販売は現状、7割ほどが直販、3割が代理店など販売パートナー経由になっている。渡邉代表取締役は、現状の顧客が関東圏に集中しているため直販率が高くなっていると説明。全国の介護施設のベッド数約220万床のうち、約30万床にソリューションを広げていくことを目標に掲げており、今後は間接販売により注力し地方での展開を強化していく戦略だ。渡邉代表取締役は「地方は、より顧客との人間関係や信頼関係が重要になってくる。地方に拠点を持つ販売パートナーの力に期待しているし、パートナー網を拡大してきたい」と展望した。
バッファロー
セット販売で介護業界に販路拡大
介護事業所が人材不足を補う目的でITソリューションの導入を検討した際、欠かせないのがネットワーク環境だ。近年、法人向けの販売に注力しているバッファローは介護施設向けに、見守りサービスなど他社が展開するITソリューションとセットで自社のルータなどによるネットワーク環境の整備を提案し、販売を伸ばしている。
バッファロー 八田益充 部長
同社が介護施設向けにネットワーク環境整備を提案する際に強みとしているのが、介護事業者の環境下で希望する見守りサービスなどのソリューションが問題なく機能するよう、ソリューションベンダーと連携していることだ。介護施設向けの見守りセンサーなどのベンダー10社と協業し、同社の法人向けのWi-Fi製品「AirStation Pro」シリーズの導入環境で動作するか事前に確認している。法人ビジネス本部の八田益充・営業技術部担当部長は、「介護事業者がせっかく見守りセンサーなどを導入しても、うまく作動しないと意味がなくなってしまう。安心して使っていただくという意味で、動作確認済みのネットワーク環境を合わせて提案できる意義は大きい」とアピールする。
引き合いは増えており、23年9月期の案件数は前期比2.2倍。同社が今年7月まで実施したネットワーク環境の現地調査無料キャンペーンを利用した施設は前年比1.5倍と、介護施設のITソリューション導入への意欲は高まっている。

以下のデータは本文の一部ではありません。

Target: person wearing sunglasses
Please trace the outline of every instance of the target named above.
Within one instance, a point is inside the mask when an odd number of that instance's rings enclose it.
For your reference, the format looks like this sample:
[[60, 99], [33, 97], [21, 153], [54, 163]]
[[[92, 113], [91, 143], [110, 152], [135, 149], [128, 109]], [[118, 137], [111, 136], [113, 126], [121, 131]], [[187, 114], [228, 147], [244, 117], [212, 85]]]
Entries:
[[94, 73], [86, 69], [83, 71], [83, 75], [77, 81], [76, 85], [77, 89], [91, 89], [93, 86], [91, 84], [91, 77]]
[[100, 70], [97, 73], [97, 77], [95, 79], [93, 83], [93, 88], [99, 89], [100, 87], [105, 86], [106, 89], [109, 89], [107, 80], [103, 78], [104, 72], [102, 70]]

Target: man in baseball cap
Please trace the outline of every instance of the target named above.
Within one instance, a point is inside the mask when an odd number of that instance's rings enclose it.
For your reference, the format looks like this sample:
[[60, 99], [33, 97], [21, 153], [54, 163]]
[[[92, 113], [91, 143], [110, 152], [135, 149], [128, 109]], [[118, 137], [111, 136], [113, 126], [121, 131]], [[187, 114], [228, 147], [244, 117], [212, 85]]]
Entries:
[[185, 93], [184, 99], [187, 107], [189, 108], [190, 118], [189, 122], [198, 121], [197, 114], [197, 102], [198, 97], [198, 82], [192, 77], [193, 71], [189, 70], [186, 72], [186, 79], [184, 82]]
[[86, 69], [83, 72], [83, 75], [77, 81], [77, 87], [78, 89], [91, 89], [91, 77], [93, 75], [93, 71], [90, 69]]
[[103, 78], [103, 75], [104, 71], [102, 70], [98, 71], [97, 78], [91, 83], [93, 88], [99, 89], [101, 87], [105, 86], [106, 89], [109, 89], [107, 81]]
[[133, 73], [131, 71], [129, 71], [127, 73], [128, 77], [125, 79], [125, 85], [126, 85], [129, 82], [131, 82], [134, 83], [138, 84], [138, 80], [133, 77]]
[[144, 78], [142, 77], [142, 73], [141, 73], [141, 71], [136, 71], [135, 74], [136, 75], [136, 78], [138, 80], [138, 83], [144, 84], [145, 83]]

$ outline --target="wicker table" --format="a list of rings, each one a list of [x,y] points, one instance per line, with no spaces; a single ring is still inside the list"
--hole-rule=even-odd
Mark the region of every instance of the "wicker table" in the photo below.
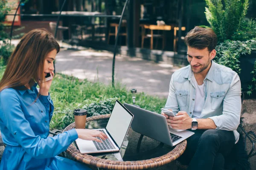
[[[110,116],[109,114],[103,115],[87,118],[86,128],[105,128],[102,127],[102,125],[105,126]],[[105,120],[105,123],[103,123],[102,122],[99,122],[98,123],[95,122],[102,121],[102,120],[104,119]],[[94,123],[90,125],[88,123],[90,121],[90,122],[94,121]],[[66,131],[74,128],[75,127],[75,123],[72,123],[67,126],[63,131]],[[130,143],[131,144],[132,142],[136,142],[136,141],[134,141],[134,140],[130,141],[129,144]],[[186,141],[184,140],[175,146],[175,147],[174,147],[173,148],[169,149],[169,152],[168,152],[168,151],[166,151],[167,153],[163,155],[161,155],[161,156],[156,157],[154,157],[145,160],[139,160],[136,161],[132,160],[129,161],[129,160],[131,158],[128,158],[128,160],[125,160],[126,161],[122,162],[110,159],[106,159],[106,158],[102,159],[105,158],[105,156],[99,157],[88,154],[82,154],[74,144],[70,144],[66,152],[68,154],[71,155],[73,158],[80,162],[100,168],[115,170],[141,170],[159,167],[175,160],[183,153],[186,147]],[[125,149],[126,147],[126,146],[125,147]],[[166,150],[165,148],[164,149]],[[156,152],[156,150],[158,150],[158,149],[157,150],[154,150],[154,152]],[[127,151],[125,152],[125,154],[126,154],[127,152]],[[145,153],[146,153],[146,152]],[[148,154],[148,153],[146,154]],[[141,153],[140,154],[142,155]],[[131,158],[131,157],[128,157],[128,158]]]

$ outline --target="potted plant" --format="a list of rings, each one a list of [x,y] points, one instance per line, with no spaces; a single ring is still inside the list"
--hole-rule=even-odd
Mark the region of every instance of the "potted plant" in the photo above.
[[[236,72],[246,96],[256,97],[256,21],[245,17],[249,0],[205,0],[207,19],[218,43],[215,61]]]

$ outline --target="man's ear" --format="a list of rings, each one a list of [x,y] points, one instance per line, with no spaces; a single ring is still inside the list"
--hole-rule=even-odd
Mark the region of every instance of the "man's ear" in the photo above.
[[[212,60],[215,57],[215,56],[216,56],[216,50],[212,50],[212,51],[210,53],[210,58],[211,60]]]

八田部長は、ソリューションとセットでの提案について「顧客、ITソリューションのベンダー、当社の三方良しの内容になっている」と話した。介護事業者は、ITソリューションやネットワーク環境などに詳しい人材がいない場合でも、同社がネットワーク環境を整備することで、希望のソリューションを取り入れられ、業務効率化という目に見える改善効果が得られる点が支持されている理由だとした。
同社の法人向け製品はすべて間接販売で、販売店を通じた顧客へのアフターサービスにも力を入れている。全国に約1万1000社ある販売パートナーのうち、最上位の500社には、営業担当と一緒に技術担当者が専任で付き、顧客に対し導入後のアフターケアをしたり、技術研修を個別で実施したりと、販売後も含めサポートを手厚く行っている。「販売パートナーが製品に対する理解を深めて介護事業者に提案していただけるよう、連携を深めていきたい」(八田部長)として、ネットワーク環境を通じて介護分野のDX推進に寄与したい考えだ。